Need for New Screening Methods and Biologic Therapies
There is a need for greater research funding to advance two priorities that could make a significant difference for patients with lung cancer -- perfection of screening methods to catch more cases in the early stages, and stepped-up evaluation of biologic therapies, which can be equally as effective or more effective than chemotherapy without the overall toxicity.
Improved screening is an urgent need. Today, only about 20 percent of lung-cancer cases are caught at stage one. If we could increase that to 40 percent, we would improve survival dramatically.
Spiral computed tomography (CT) scan screening is a promising technique that’s being tested for patients known to be at high risk, but as a widespread tool, even CT has a drawback: the high chance of false positives.
Your CT scan might show a little nodule, but that does not necessarily mean you have lung cancer, and follow-up testing for lung cancer is invasive: if you have a positive screening for a mammography, you get a needle biopsy, but a positive screen from a CT scan might lead to a surgery.
We would like to be able to determine your true cancer status without having to do additional CT screens on you for the next five years or subjecting you to an unnecessary lung biopsy.
A line of research that holds much promise is perfecting a method for combining CT scans with a serum or urine test that detects a protein or other biomarker.
Even if we improve diagnosis, we’ll always have people who present with advanced disease, and the cure rate for those people is, frankly, dismal. One way to improve that rate is with better targeting of biologic therapies.

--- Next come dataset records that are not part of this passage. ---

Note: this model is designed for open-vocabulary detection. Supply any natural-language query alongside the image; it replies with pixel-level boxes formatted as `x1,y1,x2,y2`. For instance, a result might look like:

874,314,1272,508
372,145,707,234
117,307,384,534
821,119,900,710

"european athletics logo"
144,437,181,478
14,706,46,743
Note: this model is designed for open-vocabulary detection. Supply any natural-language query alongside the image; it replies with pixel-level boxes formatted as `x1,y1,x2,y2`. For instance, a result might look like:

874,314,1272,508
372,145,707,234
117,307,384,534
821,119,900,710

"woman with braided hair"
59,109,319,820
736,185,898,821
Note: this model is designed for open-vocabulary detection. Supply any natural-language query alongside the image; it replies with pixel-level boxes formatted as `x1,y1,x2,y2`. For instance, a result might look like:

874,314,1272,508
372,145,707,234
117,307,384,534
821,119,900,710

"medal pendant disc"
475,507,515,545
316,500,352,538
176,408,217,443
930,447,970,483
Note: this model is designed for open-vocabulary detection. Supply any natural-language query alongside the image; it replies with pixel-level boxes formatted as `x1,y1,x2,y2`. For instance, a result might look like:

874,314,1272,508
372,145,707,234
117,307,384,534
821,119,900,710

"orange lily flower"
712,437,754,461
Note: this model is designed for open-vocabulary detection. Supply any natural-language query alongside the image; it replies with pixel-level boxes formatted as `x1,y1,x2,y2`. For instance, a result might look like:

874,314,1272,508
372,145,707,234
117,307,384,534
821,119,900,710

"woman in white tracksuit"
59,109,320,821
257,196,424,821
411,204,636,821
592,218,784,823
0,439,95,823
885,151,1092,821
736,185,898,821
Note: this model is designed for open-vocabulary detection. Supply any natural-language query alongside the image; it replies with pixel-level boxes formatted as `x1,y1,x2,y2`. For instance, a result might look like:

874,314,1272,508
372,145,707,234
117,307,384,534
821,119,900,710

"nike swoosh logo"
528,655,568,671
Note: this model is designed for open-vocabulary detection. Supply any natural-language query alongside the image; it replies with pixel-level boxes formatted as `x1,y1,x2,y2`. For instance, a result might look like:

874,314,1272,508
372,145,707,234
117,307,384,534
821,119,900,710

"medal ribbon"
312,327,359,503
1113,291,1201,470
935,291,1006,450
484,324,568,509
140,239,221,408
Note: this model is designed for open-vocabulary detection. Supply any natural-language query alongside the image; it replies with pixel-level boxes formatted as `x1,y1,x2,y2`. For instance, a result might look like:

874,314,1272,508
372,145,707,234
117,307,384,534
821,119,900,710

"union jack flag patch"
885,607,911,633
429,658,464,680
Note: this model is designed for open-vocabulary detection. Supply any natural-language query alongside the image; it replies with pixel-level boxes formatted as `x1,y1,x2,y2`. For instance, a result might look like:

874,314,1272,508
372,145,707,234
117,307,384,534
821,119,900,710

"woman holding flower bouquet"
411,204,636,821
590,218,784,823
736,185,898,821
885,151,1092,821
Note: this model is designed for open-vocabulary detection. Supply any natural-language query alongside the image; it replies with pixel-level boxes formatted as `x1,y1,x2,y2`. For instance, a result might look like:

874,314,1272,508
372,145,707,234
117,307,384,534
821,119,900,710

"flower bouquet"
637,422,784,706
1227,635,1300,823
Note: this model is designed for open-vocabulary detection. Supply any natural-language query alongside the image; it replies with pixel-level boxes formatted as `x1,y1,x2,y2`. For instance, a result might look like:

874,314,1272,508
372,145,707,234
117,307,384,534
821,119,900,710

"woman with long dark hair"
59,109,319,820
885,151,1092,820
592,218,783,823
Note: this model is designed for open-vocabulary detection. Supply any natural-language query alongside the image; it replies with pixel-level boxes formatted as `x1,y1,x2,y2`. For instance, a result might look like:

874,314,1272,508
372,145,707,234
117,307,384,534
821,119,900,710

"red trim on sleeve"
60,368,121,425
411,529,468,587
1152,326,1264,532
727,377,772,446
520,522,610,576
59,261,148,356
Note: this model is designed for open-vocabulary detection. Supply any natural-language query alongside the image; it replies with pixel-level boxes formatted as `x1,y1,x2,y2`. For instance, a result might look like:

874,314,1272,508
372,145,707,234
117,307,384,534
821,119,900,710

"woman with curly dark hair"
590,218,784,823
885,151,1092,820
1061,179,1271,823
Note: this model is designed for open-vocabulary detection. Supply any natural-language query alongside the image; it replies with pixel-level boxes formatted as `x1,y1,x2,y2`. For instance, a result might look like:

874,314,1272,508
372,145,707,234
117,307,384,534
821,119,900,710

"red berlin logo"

Industry is producing these agents faster than we can test them. We need to put more effort into testing and enhancing these agents -- which could improve treatment for others cancers as well. For instance, Avastin (bevacizumab) is now known to be successful against lung cancer, but it wasn’t originally conceived as a lung cancer agent.
To carry out these research priorities, we must erase the stigma that accompanies lung cancer and give the disease the full research support that its sufferers and their families deserve.
In the meantime, we will count on survivors such as Taylor Bell, who handles the smoking question with grace. After she tells people that no, she never smoked, the second question usually is: “Well, how did you get it?” Her response: “Why does anyone get cancer?”